Beefy Boxes and Bandwidth Generously Provided by pair Networks
Think about Loose Coupling
 
PerlMonks  

What's the best way to do a pattern search like this?

by supernewbie (Beadle)
on Jul 20, 2001 at 10:00 UTC ( #98338=perlquestion: print w/ replies, xml ) Need Help??
supernewbie has asked for the wisdom of the Perl Monks concerning the following question:

Dear Perl Masters,
if I have a file(talk.txt) like this:
baaba ba abab abab abab baaba baaba babaa. abab aaba ba abab ba. babab +ab abab abab ba aaba. ba bababab aaba abab babaa baaba ba baaba. aaba + ba bababab ba bababab abab ba aaba abab baaba abab. ba abab abab ba.
What's the best way to find out how many times the same word appeared in the file? I mean I want to print out something like this:
abab 12 aaba 4 ba 11 baaba 3 babaa 2 ........
Please enlighten a newbie pre-monk....

Comment on What's the best way to do a pattern search like this?
Select or Download Code
Re: What's the best way to do a pattern search like this?
by MeowChow (Vicar) on Jul 20, 2001 at 10:12 UTC
    Neglecting for a moment that the devil is in the details:
    sub word_count { my %h; $h{$_}++ for pop =~ /\w+/g; %h; } ## Example ## use Data::Dumper; my $s = 'fee fi fo fo fi fee fo fum fum bar baz'; my %h = word_count($s); print Dumper \%h;
    You may want to replace the regex with something like /[a-z]+(?:'[a-z]+)?/gi, in order to properly count conjunctive words.
       MeowChow                                   
                   s aamecha.s a..a\u$&owag.print

      supernewbie wanted an explanation of MeowChows sub:

      First declare the sub

      sub word_count {

      Next we declare a lexically scoped has called %h the % indicates that this is a hash and the h is a typical MeowChow explanatory long var name :-)

      my %h;

      This is a bit of very idiomatic perl

      $h{$_}++ for pop =~ /\w+/g;

      It is fairly easy to understand if you read it R->L. The expression:

      pop =~ /\w+/g

      pop()s the last value off @_ which is the array passed to a subroutine called like mysub(@myarray). This gets us the value passed to the sub. We then use a regular expression to match \w+ which is groups of letters (as many in a row a possible) but not whitespace. Because this is referenced in LIST context by the for it returns a list of words which the for iterates over assigning each value to the magical $_ variable.

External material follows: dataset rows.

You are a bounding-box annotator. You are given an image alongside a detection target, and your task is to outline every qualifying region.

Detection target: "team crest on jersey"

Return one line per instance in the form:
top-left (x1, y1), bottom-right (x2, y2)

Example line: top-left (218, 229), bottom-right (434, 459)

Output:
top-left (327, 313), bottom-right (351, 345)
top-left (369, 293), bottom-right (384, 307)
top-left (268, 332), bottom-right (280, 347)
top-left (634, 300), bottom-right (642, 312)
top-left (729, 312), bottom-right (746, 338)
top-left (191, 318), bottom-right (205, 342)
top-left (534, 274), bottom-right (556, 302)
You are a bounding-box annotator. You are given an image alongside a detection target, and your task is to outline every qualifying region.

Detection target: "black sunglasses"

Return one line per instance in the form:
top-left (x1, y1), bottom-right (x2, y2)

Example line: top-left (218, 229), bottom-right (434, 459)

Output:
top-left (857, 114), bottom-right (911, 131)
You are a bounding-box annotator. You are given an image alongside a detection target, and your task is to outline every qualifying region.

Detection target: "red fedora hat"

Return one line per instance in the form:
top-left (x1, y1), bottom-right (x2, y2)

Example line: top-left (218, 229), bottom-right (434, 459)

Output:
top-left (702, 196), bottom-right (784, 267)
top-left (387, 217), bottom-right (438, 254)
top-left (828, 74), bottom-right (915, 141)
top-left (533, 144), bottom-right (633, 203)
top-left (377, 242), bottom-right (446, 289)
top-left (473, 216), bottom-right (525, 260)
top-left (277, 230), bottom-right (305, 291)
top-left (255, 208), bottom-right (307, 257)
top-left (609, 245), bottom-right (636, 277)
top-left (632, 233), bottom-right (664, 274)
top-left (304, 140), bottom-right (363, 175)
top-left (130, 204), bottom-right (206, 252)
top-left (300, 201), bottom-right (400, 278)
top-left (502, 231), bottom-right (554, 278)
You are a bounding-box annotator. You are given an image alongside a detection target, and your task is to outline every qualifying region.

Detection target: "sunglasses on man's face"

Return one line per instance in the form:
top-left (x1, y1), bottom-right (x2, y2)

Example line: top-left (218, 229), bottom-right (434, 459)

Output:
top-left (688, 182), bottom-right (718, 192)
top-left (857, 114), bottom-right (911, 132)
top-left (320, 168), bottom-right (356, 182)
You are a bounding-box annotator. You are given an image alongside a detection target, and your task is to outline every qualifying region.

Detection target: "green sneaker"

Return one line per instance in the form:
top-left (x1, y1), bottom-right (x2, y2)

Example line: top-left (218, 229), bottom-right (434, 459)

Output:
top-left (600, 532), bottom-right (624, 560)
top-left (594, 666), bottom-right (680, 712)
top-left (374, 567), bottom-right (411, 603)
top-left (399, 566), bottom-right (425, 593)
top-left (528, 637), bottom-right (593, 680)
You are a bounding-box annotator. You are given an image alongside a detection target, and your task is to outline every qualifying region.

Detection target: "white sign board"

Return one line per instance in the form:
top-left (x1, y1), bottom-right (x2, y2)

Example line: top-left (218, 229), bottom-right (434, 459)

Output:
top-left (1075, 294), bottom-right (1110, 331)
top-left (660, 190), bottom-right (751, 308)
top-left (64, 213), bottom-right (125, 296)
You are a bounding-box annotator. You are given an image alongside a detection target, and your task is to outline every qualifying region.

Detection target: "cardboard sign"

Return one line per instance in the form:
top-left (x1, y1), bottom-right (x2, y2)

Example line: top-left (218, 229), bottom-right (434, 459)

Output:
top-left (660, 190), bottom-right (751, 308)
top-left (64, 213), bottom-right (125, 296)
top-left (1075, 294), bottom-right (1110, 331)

      Finally we use out hash to count the occurances of each word (code). A hash stores a key value pair. Thus the key we are using is $_. The ++ part increments the value of $h{$_} by one each time we see the key.

      %h

      In a perl sub the sub returns the last value evaluated so this is shorhand for the more usual return %h

      Hope this helps

      cheers

      tachyon

      s&&rsenoyhcatreve&&&s&n.+t&"$'$`$\"$\&"&ee&&y&srve&&d&&print

Re: What's the best way to do a pattern search like this?
by tachyon (Chancellor) on Jul 20, 2001 at 10:33 UTC

    Here is an example for you using a hash

    # declare our vars my (%codes, @array_codes); #undef input record sep to get all data at once local $/; # make an array of codes by splitting DATA on whitespace @array_codes = split /\s+/, <DATA>; # map the codes to a hash, counting duplicates # using a for loop for efficiency foreach $code_key (@array_codes) { $codes{$code_key}++; } # print it out printf "$_\t$codes{$_}\n" for keys %codes; __DATA__ baaba ba abab abab abab baaba baaba babaa. abab aaba ba abab ba. bababab abab abab ba aaba. ba bababab aaba abab babaa baaba ba baaba. aaba ba bababab ba bababab abab ba aaba abab baaba abab. ba abab abab ba.

    Note that: map{....}@array is just another way of writing: for (@array) { .. }. To do it to a file all you need to do to use this is do somthing like:

    sub count_codes { my $file = shift; open (FILE, "<$file") or die "Oops, perl says $!\n"; local $/; my @array_codes = split /\s+/, <FILE>; close FILE; foreach $code_key (@array_codes) { $codes{$code_key}++; } printf "$_\t$codes{$_}\n" for keys %codes; } # call sub count_codes("/path/to/myfile.txt");

    You have some full stops in there which I have assumed are part of the codes. If they are not you will need to filter them out using a regex in our for loop like this:

    foreach $code_key (@array_codes) { $code_key =~ s/[.]//g; $codes{$code_key}++; }

    If you want filter out more characters add them to the character class between the [ ]

    cheers

    tachyon

    Update

    Removed lazy and inefficient map and replaced with proper for loop. Even typed foreach to remind me not to be so slack.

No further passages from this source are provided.